Thomas Paine said that “It is the duty of every patriot to protect his country from its government.” He did so amidst the long shadow of a centralized government which regarded individual rights as secondary to its own. Today, “56% of people questioned in a CNN/Opinion Research Corporation survey . . . say they think the federal government’s become so large and powerful that it poses an immediate threat to the rights and freedoms of ordinary citizens.” They do so in the shadow of a government seeking to take control of nearly 17% of the US economy, if not that portion of our lives, in the name of caring for our health.
For any that have cared to listen to the debates over multi-trillion dollar spending programs, tax hikes, cap and trade or health care, at issue is not simply whether those huge government programs would provide lasting solutions – they will not – at issue is our basic right to Liberty. Quite frankly, it was never the assumption of the Founding Fathers that it was the role of government to provide a moving target standard of living for Americans. It was their sincere hope that the government of limited powers they set up would allow people to pursue their lives, Liberty and happiness. To do so they, wanted to hamstring government’s ability to act – not ours.
Since then, of course, the scale has tipped in favor of government power over our pursuits. Each step along the way, those concerned with our Liberty have heard the echoes of Senator Daniel Webster when he said:
“Good intentions will always be pleaded for every assumption of authority. It is hardly too strong to say that the Constitution was made to guard the people against the dangers of good intentions. There are men in all ages who mean to govern well, but they mean to govern. They promise to be good masters, but they mean to be masters.”
As you consider his words, it may worthy to also consider the lives of Americans, at the dawn of these United States, and the lives of Americans today.
We can start by noting that the freedom of the early American settlers’ was curtailed perhaps only in relation to their ability to remain safe. The bravest among them ventured westward and put stakes in the ground to claim their unbridled Manifest Destiny and ours. Today, by contrast, property owners’ use of land, already their own, is vastly curtailed by government restrictions, setbacks, and zoning limitations – not to mention often unwarranted and often uncompensated takings.
We should also note that, at the birth of our Nation, a loose confederation of unruly states, fresh from their Revolutionary War victory had to be coaxed into ratifying the Articles of Confederation – Articles that proved so unfastened that a more “perfect union” was advocated less than a decade later. Today, the Federal Government promulgates hundreds of thousands of pages of superseding laws and regulations that ties the hands of those States whose powers were once thought to be “numerous and indefinite.”
Beyond those considerations, even the Founding Fathers of our Country did not see fit to impose an income tax on Americans. Indeed, no less than Chief Justice John Marshall said that “in a free government almost all other rights would become worthless if the government possessed power over the private fortune of every citizen.” Today, that is not even a distant memory for Congressional leaders who regularly advocate income tax increases and who, along with state governments, have taxed America with a myriad of taxes and fees simply unimaginable in Marshall’s time.

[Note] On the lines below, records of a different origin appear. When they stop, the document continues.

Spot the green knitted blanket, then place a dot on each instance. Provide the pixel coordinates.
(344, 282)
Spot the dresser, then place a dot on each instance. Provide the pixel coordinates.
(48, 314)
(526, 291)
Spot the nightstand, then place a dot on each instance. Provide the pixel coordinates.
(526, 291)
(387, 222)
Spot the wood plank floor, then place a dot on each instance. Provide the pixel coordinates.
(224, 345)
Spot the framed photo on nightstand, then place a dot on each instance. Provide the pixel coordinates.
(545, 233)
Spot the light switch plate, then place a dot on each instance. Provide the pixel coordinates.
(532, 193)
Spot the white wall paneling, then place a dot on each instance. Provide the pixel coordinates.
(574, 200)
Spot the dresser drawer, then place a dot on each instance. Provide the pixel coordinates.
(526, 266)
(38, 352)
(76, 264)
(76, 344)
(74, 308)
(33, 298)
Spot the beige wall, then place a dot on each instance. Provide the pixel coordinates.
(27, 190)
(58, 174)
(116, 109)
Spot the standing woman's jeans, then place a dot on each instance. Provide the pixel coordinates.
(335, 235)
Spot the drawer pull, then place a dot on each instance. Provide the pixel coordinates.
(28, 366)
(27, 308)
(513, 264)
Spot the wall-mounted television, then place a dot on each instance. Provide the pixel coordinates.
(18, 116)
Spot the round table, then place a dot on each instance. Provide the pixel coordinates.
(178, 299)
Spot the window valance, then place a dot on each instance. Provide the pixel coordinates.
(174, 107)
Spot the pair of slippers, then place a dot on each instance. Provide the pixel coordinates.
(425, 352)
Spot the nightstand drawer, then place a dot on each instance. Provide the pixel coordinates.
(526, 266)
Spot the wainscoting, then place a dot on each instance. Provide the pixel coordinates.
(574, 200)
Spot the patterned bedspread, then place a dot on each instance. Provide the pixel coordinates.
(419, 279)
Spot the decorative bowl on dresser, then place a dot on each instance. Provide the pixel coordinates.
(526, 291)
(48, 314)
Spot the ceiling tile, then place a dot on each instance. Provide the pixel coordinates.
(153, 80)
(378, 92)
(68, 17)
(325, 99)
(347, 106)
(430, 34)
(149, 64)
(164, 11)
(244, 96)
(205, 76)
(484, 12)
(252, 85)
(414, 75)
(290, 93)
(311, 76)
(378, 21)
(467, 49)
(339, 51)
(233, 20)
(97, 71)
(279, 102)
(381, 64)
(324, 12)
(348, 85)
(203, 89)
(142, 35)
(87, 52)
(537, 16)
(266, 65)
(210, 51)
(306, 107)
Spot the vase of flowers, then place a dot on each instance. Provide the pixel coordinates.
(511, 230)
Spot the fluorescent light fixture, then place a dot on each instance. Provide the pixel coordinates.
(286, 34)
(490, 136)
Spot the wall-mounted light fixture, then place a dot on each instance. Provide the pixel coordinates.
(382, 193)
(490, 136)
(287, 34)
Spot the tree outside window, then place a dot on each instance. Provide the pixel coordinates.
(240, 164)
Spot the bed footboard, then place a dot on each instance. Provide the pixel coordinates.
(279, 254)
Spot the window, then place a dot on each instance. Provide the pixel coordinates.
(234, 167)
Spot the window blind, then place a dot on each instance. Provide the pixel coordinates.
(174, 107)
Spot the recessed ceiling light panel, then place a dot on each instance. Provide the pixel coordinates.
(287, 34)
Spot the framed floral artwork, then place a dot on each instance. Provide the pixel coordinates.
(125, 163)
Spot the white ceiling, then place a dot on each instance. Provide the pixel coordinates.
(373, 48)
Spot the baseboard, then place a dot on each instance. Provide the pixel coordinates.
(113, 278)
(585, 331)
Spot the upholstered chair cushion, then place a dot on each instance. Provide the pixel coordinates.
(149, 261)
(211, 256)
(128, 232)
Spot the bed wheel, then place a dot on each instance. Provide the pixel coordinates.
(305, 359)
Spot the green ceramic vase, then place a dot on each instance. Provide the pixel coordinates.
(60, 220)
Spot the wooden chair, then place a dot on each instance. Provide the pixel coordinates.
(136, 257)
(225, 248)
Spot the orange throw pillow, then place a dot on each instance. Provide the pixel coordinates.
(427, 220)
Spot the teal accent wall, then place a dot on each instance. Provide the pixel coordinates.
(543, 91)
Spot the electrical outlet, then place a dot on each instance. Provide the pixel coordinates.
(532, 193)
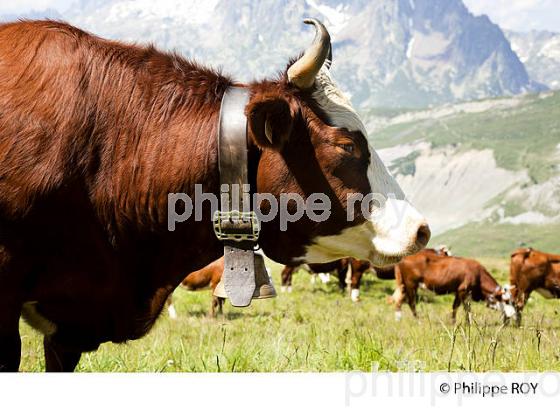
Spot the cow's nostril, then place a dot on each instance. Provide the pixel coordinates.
(423, 236)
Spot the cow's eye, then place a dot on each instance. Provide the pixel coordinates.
(349, 148)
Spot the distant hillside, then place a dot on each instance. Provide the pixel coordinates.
(492, 161)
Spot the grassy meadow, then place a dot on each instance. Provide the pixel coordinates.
(316, 328)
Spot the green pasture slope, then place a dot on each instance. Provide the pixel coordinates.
(316, 329)
(499, 240)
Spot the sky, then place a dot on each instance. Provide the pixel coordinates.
(519, 15)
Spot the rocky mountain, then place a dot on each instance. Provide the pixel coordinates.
(493, 164)
(390, 53)
(540, 53)
(488, 165)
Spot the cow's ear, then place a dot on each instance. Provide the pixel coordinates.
(270, 120)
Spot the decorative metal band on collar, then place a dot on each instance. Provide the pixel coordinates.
(235, 224)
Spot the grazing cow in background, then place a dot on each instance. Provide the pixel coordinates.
(94, 137)
(532, 270)
(388, 272)
(466, 278)
(207, 277)
(348, 270)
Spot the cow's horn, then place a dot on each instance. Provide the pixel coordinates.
(302, 73)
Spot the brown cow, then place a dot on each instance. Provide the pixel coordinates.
(209, 276)
(94, 137)
(466, 278)
(338, 267)
(355, 268)
(532, 270)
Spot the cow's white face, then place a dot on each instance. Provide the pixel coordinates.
(393, 228)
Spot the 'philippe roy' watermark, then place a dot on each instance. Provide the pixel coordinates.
(288, 207)
(410, 381)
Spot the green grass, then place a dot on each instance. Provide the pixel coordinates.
(490, 239)
(315, 328)
(522, 137)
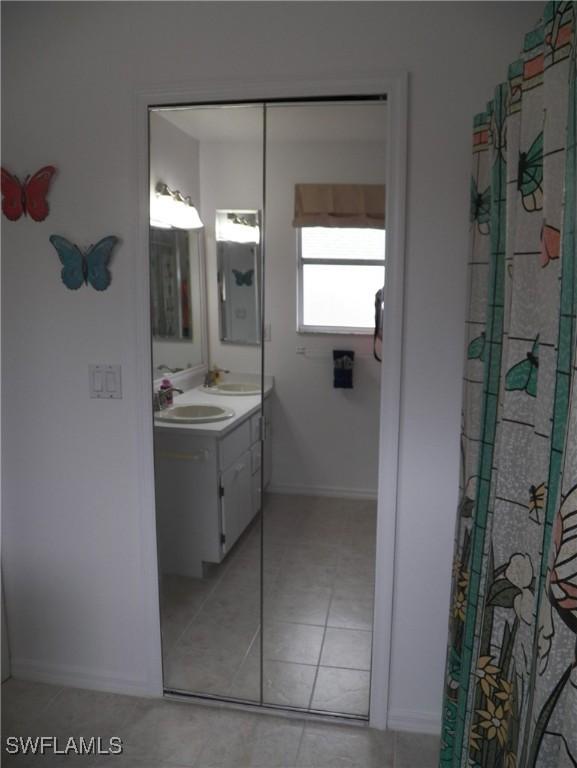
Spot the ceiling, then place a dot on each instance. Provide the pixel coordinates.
(285, 122)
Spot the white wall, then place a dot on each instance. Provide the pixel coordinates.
(174, 161)
(78, 606)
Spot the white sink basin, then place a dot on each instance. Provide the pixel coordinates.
(233, 388)
(194, 414)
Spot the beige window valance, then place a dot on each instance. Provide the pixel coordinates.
(340, 205)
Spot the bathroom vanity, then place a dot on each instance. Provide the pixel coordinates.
(208, 480)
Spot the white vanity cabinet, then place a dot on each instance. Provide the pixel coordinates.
(207, 490)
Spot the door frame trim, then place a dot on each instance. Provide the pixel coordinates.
(395, 85)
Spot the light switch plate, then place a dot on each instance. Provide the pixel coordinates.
(105, 381)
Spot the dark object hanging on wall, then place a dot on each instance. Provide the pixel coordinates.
(343, 363)
(90, 267)
(27, 197)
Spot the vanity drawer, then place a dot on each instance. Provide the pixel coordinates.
(234, 444)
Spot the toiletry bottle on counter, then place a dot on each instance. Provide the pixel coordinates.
(166, 389)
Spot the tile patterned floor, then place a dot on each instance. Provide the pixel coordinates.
(319, 559)
(167, 734)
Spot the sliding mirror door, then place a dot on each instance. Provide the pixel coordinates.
(206, 309)
(325, 251)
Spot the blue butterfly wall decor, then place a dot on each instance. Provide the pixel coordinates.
(243, 278)
(90, 267)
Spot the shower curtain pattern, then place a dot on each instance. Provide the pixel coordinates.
(511, 678)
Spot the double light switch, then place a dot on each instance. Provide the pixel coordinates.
(105, 381)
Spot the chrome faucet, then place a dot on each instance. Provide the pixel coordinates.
(213, 375)
(160, 399)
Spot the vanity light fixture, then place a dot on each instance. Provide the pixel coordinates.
(171, 209)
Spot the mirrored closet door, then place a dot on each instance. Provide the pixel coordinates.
(206, 319)
(266, 516)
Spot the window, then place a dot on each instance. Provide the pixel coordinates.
(339, 272)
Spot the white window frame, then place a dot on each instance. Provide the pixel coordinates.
(341, 330)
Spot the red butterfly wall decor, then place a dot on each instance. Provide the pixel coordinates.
(28, 197)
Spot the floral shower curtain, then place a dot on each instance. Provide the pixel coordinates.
(511, 679)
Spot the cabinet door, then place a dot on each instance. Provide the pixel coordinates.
(236, 503)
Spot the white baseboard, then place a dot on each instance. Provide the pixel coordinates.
(79, 677)
(319, 490)
(415, 722)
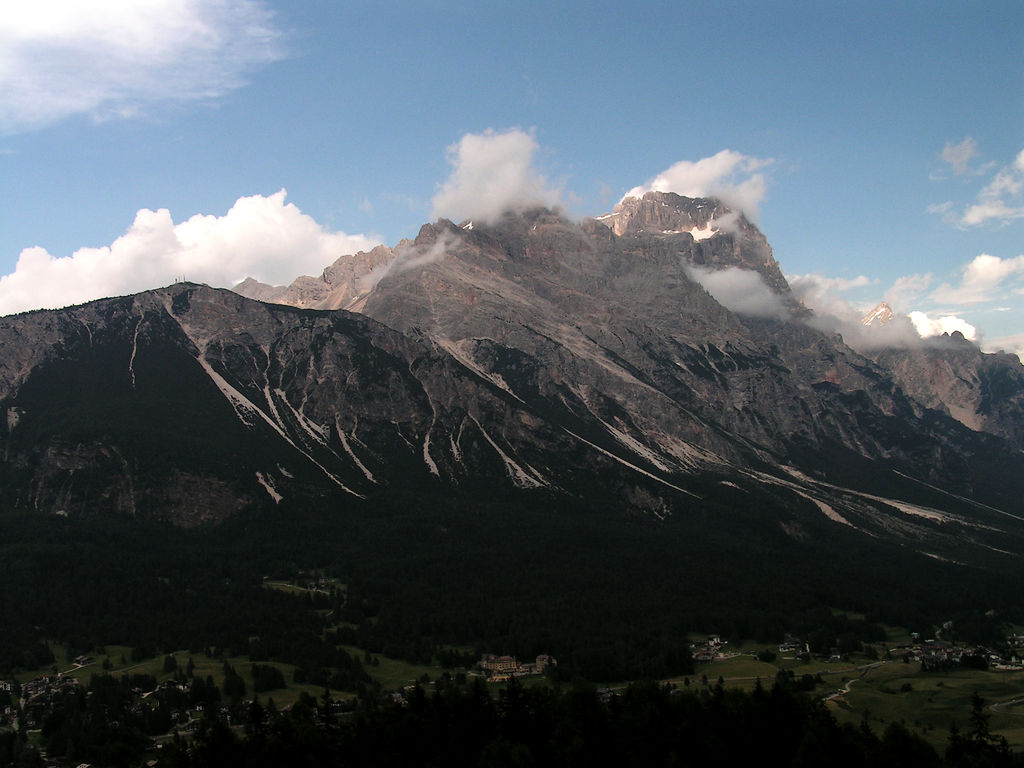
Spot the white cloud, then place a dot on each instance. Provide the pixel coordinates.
(730, 176)
(905, 290)
(410, 256)
(259, 237)
(983, 279)
(740, 291)
(947, 324)
(999, 202)
(960, 156)
(116, 57)
(821, 294)
(493, 173)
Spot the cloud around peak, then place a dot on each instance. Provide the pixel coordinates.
(110, 58)
(260, 237)
(734, 178)
(493, 172)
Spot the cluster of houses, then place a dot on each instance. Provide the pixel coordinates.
(709, 650)
(941, 653)
(501, 669)
(36, 697)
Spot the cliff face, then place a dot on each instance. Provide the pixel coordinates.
(536, 357)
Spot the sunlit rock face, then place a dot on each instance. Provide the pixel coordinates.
(536, 357)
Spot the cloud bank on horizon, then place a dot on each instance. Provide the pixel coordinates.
(259, 237)
(120, 57)
(493, 172)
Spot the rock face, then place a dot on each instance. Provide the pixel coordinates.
(534, 356)
(341, 286)
(880, 315)
(722, 238)
(983, 391)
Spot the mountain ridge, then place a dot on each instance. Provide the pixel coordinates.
(535, 355)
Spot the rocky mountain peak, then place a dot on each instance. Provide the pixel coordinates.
(708, 232)
(880, 315)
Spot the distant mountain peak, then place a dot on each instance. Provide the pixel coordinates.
(880, 315)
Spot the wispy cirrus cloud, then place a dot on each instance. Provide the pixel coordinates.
(110, 58)
(958, 156)
(984, 279)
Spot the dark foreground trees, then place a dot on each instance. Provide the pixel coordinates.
(645, 724)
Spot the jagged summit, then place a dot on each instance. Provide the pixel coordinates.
(530, 353)
(880, 315)
(722, 238)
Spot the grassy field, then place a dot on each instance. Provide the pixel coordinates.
(925, 702)
(929, 702)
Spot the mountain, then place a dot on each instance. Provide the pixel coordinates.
(880, 315)
(534, 356)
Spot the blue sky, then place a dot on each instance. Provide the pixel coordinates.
(878, 144)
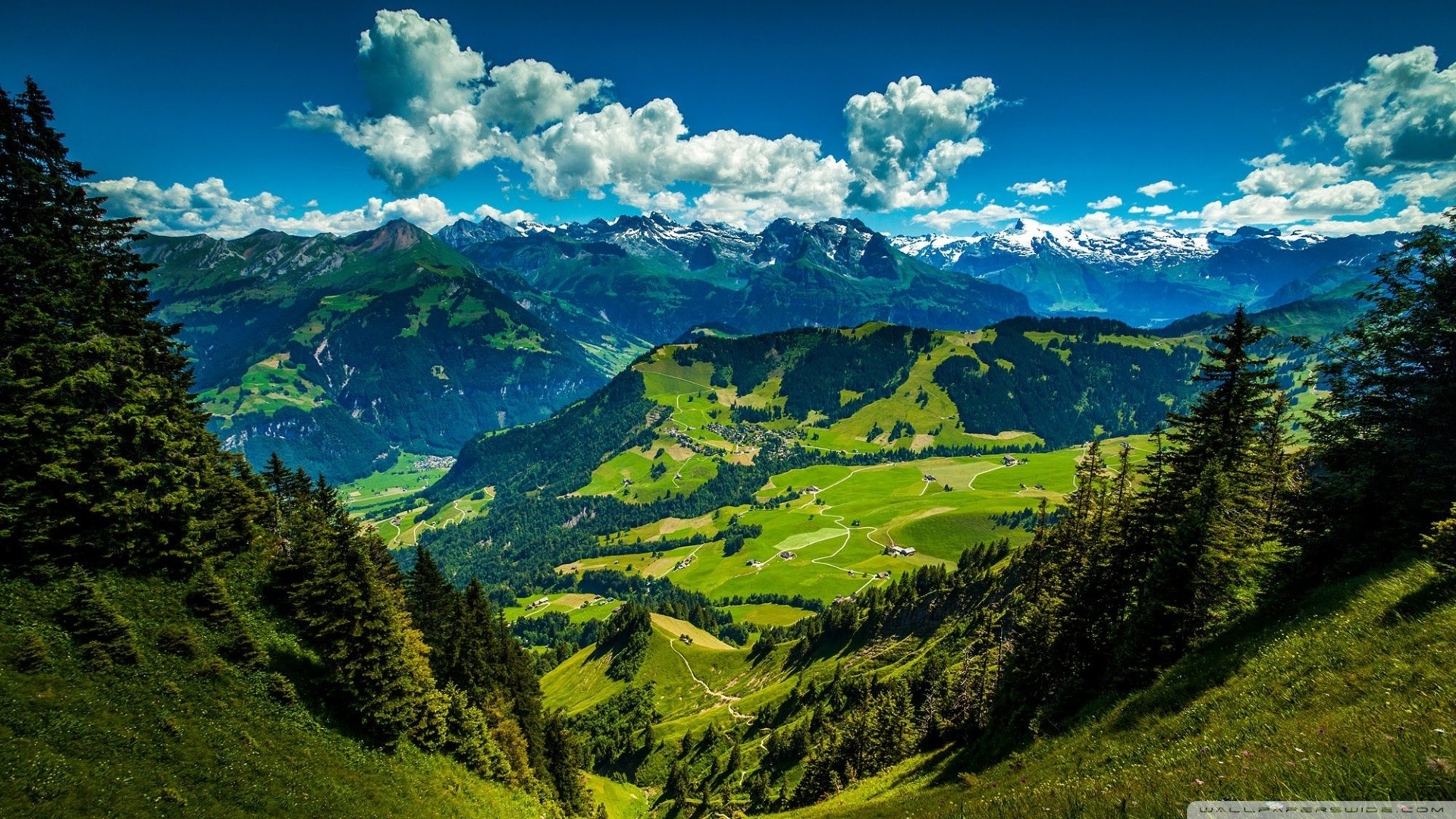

If you are as yet unpersuaded by those examples, consider that Presidents Jefferson and Madison did not believe that our Constitution permitted the government to levy taxes to pay for roads yet, today, our government does just that to not only pay for the roads but subsidize the purchase of the cars driven on those roads.
So what happened between now and then? Did our rights become worth less overnight? Did those numerous and indefinite powers our Founders thought they were reserving to the States become lost without our knowing it? Or did we simply fail to safeguard ourselves despite Jefferson’s warning that the “natural progress of things is for government to gain ground and for liberty to yield.”
It is, of course, the sum of those things and more – all of which brings us to today. With so many people against the direction of our government, let alone this latest government takeover, only the arrogance of a central planner could deem their actions as listening to the American people let alone responsive to them. In truth, as so many Americans now do, we must understand that their good intentions are only pleaded in pursuit of their assumption of authority. It is up to the Thomas Paine in the rest of us to guard our country against the dangers of their good intentions lest the American experiment with Liberty reach beyond this tipping point.